- Pojawia się człowiek nie wiadomo skąd i kupuje działkę, którą dzierżawiłam ponad 30 lat. Tym samym rujnuje cały dorobek i spokój na jesień życia - nie ma co do tego wątpliwości pani Teresa, mieszkanka Starachowic, która nigdy nie sądziła, że urzędnicy zgotują jej taki los...
O bezduszności miejskich urzędników opowiedziała pani Teresa, mieszkanka ul. Topolowej w Starachowicach, która do kilku miesięcy bezskutecznie próbuje się porozumieć z magistratem w temacie działki, którą dzierżawiła od miasta ponad 30 lat.

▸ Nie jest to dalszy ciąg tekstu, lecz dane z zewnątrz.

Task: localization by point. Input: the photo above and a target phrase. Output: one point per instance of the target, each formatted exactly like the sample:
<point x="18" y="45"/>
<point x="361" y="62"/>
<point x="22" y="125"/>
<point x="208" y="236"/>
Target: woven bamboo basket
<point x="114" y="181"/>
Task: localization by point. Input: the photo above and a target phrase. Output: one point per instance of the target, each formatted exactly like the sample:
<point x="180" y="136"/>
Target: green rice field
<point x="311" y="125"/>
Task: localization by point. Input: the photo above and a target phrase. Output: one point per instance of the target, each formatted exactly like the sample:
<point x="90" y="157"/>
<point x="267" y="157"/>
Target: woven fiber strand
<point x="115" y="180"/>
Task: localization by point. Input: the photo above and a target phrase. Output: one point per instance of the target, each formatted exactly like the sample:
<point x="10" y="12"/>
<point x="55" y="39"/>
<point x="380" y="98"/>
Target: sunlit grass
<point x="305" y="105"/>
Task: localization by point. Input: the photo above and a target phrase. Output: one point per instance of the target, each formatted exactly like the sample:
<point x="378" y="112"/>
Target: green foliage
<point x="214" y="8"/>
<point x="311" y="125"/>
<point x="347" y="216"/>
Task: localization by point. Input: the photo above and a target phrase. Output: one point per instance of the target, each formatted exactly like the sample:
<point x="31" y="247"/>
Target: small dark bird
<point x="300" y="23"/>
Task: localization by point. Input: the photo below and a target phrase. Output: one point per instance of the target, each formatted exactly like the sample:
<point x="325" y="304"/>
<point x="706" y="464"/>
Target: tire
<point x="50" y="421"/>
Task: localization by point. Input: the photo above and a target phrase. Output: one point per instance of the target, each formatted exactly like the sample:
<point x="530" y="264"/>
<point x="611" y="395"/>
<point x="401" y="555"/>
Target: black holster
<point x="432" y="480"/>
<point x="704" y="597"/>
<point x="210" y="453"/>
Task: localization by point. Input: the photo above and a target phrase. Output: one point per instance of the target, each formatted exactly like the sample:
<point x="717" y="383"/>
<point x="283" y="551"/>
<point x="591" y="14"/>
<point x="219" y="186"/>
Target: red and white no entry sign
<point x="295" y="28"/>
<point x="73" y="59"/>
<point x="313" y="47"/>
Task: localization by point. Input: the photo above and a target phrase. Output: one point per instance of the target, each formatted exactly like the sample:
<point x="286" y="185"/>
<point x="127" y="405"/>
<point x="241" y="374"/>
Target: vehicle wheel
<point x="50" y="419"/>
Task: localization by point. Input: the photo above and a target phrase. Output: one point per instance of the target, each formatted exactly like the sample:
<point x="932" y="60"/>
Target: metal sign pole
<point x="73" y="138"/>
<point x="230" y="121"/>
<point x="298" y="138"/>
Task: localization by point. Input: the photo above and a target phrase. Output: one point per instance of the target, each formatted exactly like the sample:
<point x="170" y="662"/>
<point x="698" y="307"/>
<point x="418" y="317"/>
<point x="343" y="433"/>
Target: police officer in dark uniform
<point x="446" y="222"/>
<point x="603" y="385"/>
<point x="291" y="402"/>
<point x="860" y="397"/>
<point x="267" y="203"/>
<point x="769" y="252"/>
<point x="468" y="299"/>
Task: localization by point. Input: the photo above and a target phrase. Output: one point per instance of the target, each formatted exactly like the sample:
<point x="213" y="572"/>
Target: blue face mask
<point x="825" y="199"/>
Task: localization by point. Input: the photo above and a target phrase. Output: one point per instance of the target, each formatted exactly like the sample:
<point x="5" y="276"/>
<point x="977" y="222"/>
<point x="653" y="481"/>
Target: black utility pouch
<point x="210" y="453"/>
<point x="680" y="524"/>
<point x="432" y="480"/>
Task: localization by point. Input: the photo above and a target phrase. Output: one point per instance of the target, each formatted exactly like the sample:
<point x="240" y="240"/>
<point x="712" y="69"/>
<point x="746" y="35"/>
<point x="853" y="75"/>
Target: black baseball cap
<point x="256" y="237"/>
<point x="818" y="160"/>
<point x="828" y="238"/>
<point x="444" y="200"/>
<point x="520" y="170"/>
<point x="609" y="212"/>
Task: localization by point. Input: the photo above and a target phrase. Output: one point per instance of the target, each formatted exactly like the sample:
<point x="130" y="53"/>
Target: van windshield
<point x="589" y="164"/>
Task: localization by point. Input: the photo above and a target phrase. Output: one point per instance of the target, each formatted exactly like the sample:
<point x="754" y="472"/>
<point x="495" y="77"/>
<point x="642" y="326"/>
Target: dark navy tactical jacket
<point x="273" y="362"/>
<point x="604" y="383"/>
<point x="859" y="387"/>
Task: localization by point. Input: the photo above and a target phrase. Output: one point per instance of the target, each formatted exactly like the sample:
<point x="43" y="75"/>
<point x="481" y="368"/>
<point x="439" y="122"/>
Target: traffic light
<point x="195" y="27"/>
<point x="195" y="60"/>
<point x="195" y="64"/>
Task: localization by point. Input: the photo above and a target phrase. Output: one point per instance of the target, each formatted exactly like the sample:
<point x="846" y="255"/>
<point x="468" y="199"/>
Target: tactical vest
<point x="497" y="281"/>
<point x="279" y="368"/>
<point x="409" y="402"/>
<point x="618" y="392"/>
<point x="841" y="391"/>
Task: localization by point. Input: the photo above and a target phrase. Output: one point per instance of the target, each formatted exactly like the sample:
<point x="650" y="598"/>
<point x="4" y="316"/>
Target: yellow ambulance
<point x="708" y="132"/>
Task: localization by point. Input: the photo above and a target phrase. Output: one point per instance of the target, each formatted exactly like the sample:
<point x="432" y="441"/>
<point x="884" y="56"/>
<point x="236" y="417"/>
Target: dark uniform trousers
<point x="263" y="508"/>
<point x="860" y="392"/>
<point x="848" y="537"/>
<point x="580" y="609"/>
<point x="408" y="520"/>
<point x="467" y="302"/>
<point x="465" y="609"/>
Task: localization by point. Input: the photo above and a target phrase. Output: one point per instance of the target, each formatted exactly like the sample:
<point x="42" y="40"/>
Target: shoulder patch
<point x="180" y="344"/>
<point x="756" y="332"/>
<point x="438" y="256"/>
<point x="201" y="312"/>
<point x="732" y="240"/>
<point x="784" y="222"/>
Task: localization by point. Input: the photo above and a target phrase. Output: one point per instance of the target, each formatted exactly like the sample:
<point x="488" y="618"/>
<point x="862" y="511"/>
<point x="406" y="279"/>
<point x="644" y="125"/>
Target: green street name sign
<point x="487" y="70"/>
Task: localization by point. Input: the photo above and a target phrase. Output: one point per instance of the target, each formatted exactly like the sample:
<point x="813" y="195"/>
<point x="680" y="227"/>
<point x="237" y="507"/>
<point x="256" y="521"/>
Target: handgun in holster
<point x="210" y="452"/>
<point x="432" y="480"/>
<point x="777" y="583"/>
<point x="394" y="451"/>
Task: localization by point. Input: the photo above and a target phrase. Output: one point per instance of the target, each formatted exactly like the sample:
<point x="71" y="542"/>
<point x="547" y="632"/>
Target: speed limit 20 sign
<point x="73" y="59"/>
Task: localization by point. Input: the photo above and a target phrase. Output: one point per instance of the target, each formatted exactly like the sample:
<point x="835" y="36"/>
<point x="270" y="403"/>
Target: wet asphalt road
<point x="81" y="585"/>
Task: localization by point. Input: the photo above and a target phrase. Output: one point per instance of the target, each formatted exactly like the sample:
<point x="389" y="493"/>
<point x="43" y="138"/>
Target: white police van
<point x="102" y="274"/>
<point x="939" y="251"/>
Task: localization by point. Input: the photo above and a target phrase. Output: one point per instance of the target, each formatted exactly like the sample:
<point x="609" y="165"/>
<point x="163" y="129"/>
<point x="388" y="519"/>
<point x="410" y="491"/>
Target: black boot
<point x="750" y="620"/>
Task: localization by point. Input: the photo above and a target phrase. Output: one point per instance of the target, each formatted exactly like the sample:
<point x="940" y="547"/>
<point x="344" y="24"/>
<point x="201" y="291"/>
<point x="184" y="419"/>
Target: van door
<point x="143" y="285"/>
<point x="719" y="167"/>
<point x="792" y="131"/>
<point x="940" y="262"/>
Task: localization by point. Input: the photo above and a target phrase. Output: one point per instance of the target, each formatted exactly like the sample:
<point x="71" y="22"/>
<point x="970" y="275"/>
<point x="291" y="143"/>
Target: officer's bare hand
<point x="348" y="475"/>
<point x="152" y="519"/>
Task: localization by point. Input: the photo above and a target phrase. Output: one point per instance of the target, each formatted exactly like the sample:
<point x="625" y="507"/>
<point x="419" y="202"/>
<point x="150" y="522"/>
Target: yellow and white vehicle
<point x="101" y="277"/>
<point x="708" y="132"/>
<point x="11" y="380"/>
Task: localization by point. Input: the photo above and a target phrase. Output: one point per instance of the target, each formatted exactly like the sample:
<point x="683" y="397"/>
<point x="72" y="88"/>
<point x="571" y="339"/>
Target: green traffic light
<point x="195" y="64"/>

- Od 1991 roku płacę za to podatek z tytułu dzierżawy, teren jest ogrodzony moim ogrodzeniem, tymczasem nie wiadomo skąd pojawia się facet, który kupuje ten teren, przez co rujnuje mój cały spokój i pozbawia moją posesję dojazdu do nieruchomości - mówi pani Teresa, która przy ul. Topolowej mieszka od 1977 roku. - Mój mąż mieszkał tu od zawsze, był inicjatorem budowy tego osiedla. Wspólnie z sąsiadami zagospodarowywali trudne pokopalniane tereny pod budownictwo wielorodzinne, chcąc odciążyć państwo, nie czekając, na przydział mieszkania w bloku. Nieruchomość od zawsze znajdowała się przy ul. Topolowej. Kiedy pobudowano nasz dom, ul. Kalinowej w ogóle nie było. Z czasem zaczęto budować domy po przeciwnej stronie. Ponieważ ci ludzie musieli mieć dojazd do swoich posesji, mąż oddał część swojej działki na rzecz budowy ul. Kalinowej. W zamian urząd przydzielił kawałek od strony ul. Topolowej (od strony południowej). Mąż miał na to umowę dzierżawy, płacimy za to od ponad 30 lat dzierżawę. Co więcej, za zgodą urzędu teren został ogrodzony. Tak było przez lata. Dla urzędników to jednak nic nie znaczy. Działaka o pow. ok. 240 m.kw. została wystawiona na sprzedaż w drodze przetargu. Odbyły się dwa przetargi, do których nie przystąpiłam, bo ceny były zaporowe - 50 tys. zł. Poza tym w tym czasie pochowałam męża i kompletnie nie miałam głowy do takich transakcji. 19 lutego zostałam zaproszona do negocjacji. Ku mojemu zdziwieniu na tych rokowaniach nie byłam sama. Pojawił się facet nie wiadomo skąd, który złożył swoją ofertę, wyższą od mojej o niespełna 1.700 zł i tym samym ma być nabywcą działki, której nawet nie widział przed transakcją. Niby wszystko odbyło się zgodnie z prawem, ale ta cała sytuacja wydaje się bardzo dziwna. Trudno, żeby ktoś coś pobudował na 200 m.kw. W jakim celu to kupił, jakie ma plany z tym związane, nie wiem. Wiem na pewno, że zablokuje nam wjazd na posesję od ul. Topolowej, gdzie jest brama i furtka i przy której zgodnie z adresem znajduje się dom. To jest zamknięte osiedle, rozumiem prawo, ale gdzie w tym wszystkim jest człowiek? Ktoś z buciorami wchodzi w nasze życie, na co ma przyzwolenie urzędników. Którzy sugerują byśmy wycieli cały drzewostan od strony Kalinowej na potrzeby wjazdu. Ktoś jedna decyzją rujnuje dotychczasowy spokój i przekreśla nasz dorobek życia. Troska o mieszkańców jest tylko czczą przedwyborczą gadaniną.
Co na to gmina?
Jak informuje Leszek Kowalski, rzecznik prasowy Urzędu Miejskiego w Starachowicach pani Teresa posiada bezpośredni dojazd do swojej nieruchomości od strony ul. Kalinowej.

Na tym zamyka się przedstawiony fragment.